Les méthodes utilisées sont des méthodes internationalement reconnues et recommandées par notre partenaire. Nous prenons en considération tous les scopes (ndlr : scope 1 – Emissions directes, scope 2 – émissions indirectes associées à la production d’électricité pour l’activité de l’organisation, scope 3 – émissions indirectes liées à la chaîne de valeur de l’organisation) : de la mine qui extrait les matériaux jusqu’au recyclage des produits après leur retrait, en passant par la logistique amont et aval (envoi sur site, montage et mise en service).
Concernant le scope 2, nous mesurons l’empreinte carbone de nos 40 usines et 400 bureaux. Nous disposons d’un outil de conversion qui convertit en équivalent tonnes CO2 l’intégralité de nos voyages d’affaire.

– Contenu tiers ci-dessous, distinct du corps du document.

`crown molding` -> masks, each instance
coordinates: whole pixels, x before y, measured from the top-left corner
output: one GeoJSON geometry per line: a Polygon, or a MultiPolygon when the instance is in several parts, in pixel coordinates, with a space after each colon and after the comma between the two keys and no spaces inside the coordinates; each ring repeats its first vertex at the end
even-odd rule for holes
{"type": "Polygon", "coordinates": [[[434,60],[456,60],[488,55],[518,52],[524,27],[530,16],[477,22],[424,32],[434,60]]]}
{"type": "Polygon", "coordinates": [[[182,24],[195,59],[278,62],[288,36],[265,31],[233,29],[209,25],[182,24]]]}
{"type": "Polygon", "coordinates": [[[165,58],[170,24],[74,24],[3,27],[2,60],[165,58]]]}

Concernant le scope 3, outre les points déjà mentionnés, l’empreinte CO2 de notre chaîne logistique peut être étendue, car les logisticiens ont une empreinte considérable qui leur échappe. En tant que fournisseur de services de maintenance, nous pourrons par exemple proposer des contrats de services neutres en carbone, en compensant l’impact de nos déplacements. Nous travaillons également sur le rétrofit de nos fermes éoliennes en fin de vie (ndlr : le rétrofit est opération consistant à remplacer des composants anciens ou obsolètes par des composants plus récents, sans modifier la fonction). Enfin, nous essayons d’accompagner nos clients dans des démarches d’amélioration et commençons à identifier les compagnies qui s’engagent dans une démarche de neutralité carbone, car nos fournisseurs auront une obligation de reporting carbone.
Justement, la compensation carbone, largement répandue, fait régulièrement l’objet de critiques : déculpabilisation, incitation à émettre davantage, création d’un puit carbone loin du lieu d’émission, etc. Quel « modèle » de compensation prônez-vous ?
Nous achèterons des Garanties d’Origine proposées par un producteur proche du lieu de consommation. Par ailleurs, nous nous sommes engagés dans un processus de compensation de nos émissions carbone résiduelles avec une volonté d’apprendre et d’amélioration continue. Dans ce cadre, nous allons signer des corporate PPA (Power Purchase Agreements) avec des fermes solaires et éoliennes proches des lieux de consommation. Afin de tester ces nouvelles formes de contrat de fourniture sans engager le groupe sur 10 ans, nous mettons en œuvre une approche servicielle, en proposant aux propriétaires de fermes en fin de vie d’effectuer un rétrofit du parc : GE signe un corporate PPA sur une durée de 2 ans, et obtient en échange un contrat de support à la maintenance du parc. Le rétrofit effectué par GE permettra d’augmenter la performance de production du parc, et GE s’engage à consommer cette énergie. C’est un accord où chaque partie y trouve son avantage.
Chaque scénario du GIEC définit une part plus ou moins importante de Capture Carbon Storage (CCS), quel est l’ambition de GE sur ces technologies ?
Le développement du CCS fait effectivement parti des ambitions de GE. Ces ambitions sont cependant portées par GE Power, qui réutilise des mines pour stocker le CO2 et dispose de plusieurs brevets de technologies de capture.
Comment un acteur industriel comme GE peut-il participer à l’atteinte d’une neutralité carbone territoriale ?
Notre démarche étant relativement jeune, nous n’avons pas encore eu le temps de nous poser très concrètement la question. Nous voyons cependant des initiatives apparaitre. Par exemple, nous accompagnons notre usine de Montoir, située à côté des chantiers STX dans la ZI de Saint-Nazaire en Bretagne, dans la réduction de son empreinte carbone. La Métropole de Saint Nazaire étant engagée dans une démarche de transition vers la neutralité carbone, nous aimerions pouvoir partager avec nos voisins comme le port, acteur de notre chaine logistique, ce que nous accomplissons dans notre usine. De la même manière, des discussions sont depuis très longtemps engagées à Belfort entre GE, Alstom et PSA, réunies au seins de l’association « Vallée de l’énergie ». Afin d’aller plus loin, le dialogue doit être instancié.